Analogously to the construction of the Erdos number, we base our method on the co-author-graph. We then create the induced subgraph for each region of interest (PODC, STOC/FOCS/SODA, and computer science). For PODC, for example, this graph would only contain authors that have at least one PODC paper, and so on.
Other than in the construction of the Erdos number, we do not rely on shortest paths, but rather on the PageRank idea: We start several short random walks at different nodes of the graph, and count how often each author gets visited. This idea is then extended to time dependent centrality, by starting the random walks only at authors that have published in the last five years.
What are the results of this approach? Table 1 on page 62 of the paper gives the most central authors for computer science as a whole. Alberto Sangiovanni-Vincentelli (another Italian expat) tops the all-time list, and Noga Alon is the runner-up. Without doubt, the list contains only major players, and concurrency theorists will be happy to see Moshe Vardi at #7 on the list of most "central" authors in computer science. Some analysis of this table is provided in the paper. Here are a couple of quick thoughts and questions from yours truly.

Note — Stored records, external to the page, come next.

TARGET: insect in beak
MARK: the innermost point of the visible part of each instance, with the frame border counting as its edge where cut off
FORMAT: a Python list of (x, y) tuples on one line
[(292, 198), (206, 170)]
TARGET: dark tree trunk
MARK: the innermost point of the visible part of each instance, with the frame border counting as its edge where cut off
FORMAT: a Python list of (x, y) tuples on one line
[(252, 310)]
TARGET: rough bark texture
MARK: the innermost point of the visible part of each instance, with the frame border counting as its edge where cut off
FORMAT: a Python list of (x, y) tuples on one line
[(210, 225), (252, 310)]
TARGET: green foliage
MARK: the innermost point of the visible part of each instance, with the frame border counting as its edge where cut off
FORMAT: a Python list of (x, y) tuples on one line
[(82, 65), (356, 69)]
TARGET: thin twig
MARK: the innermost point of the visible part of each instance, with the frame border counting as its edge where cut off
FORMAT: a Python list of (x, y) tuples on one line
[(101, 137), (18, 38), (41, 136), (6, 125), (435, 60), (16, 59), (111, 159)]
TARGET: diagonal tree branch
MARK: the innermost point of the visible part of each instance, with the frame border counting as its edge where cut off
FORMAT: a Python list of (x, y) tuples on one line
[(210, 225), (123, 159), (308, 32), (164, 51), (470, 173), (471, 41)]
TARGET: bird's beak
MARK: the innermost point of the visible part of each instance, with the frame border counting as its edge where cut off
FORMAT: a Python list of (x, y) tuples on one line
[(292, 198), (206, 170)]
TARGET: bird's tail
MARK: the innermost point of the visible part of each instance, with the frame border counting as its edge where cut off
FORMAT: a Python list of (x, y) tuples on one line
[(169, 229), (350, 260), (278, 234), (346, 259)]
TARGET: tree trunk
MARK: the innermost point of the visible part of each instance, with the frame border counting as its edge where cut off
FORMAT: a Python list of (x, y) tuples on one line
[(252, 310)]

- Computer scientists working in the area of databases feature prominently in the all-time most central authors in CS. Indeed, a look at the list of researchers with the largest number of entries in DBLP, the data set used by the authors, shows that some of the most prolific authors in CS work in that area. Could it be that people publish more and have more coauthors in the field of databases, broadly construed, than in other areas of CS?
- The list of most central authors does not include any Turing award winner, as far as I can tell at first sight. Does this mean that Turing award winners are not central? Of course not! To my mind, this just means that an analysis of the collaboration graph favours prolific authors with lots of coauthors. Consider, by way of example, two giants of CS research like Tony Hoare and Robin Milner, who are not even in the list of top 1000 CS authors. (Neither are Stephen Cook, Don Knuth, Gordon Plotkin or Leslie Valiant to name but a few giants, by the way :-)) By modern standards, their "number of papers" is not outstanding. However, their ideas and writings have had, and still have, enormous impact on computer science research. All of what I have done myself, for instance, is built on their original work, which has kept many computer scientists busy for about thirty years. (Of course, Robin and Tony are not responsible for the noise I have generated myself :-)) These tables are a fun read, and they do tell us something worthwhile about the players in our subject. However, as the authors point out themselves, "Without doubt the future will teach our evaluations a lesson, ultimately revealing in which direction computer science evolves, and maybe even discover the most influential computer scientist. After all, research is not about how many papers we write, or how many citations they get, but rather, what the best contributions are."
- I think that the right-hand side of Table 1 is strongly influenced by the phenomenon of name ambiguity. Consider, for instance, Wei Wang, who is ranked as #2. When I saw that Wei Wang has 86 DBLP entries for 2006, I asked myself the question: "Who is Wei Wang"? This Google search return over 1.8 million entries! It seems to me that Wei Wang is a (very large) disciple of Bourbaki or Lothaire :-)
- Table 2 on page 62 is a veritable who's who in the FOCS/STOC/SODA branch of TCS. It has a truly amazing number of Israeli computer scientists (six out of ten on the "all-time" list, and four out of ten on the "last-five-years" list, I believe).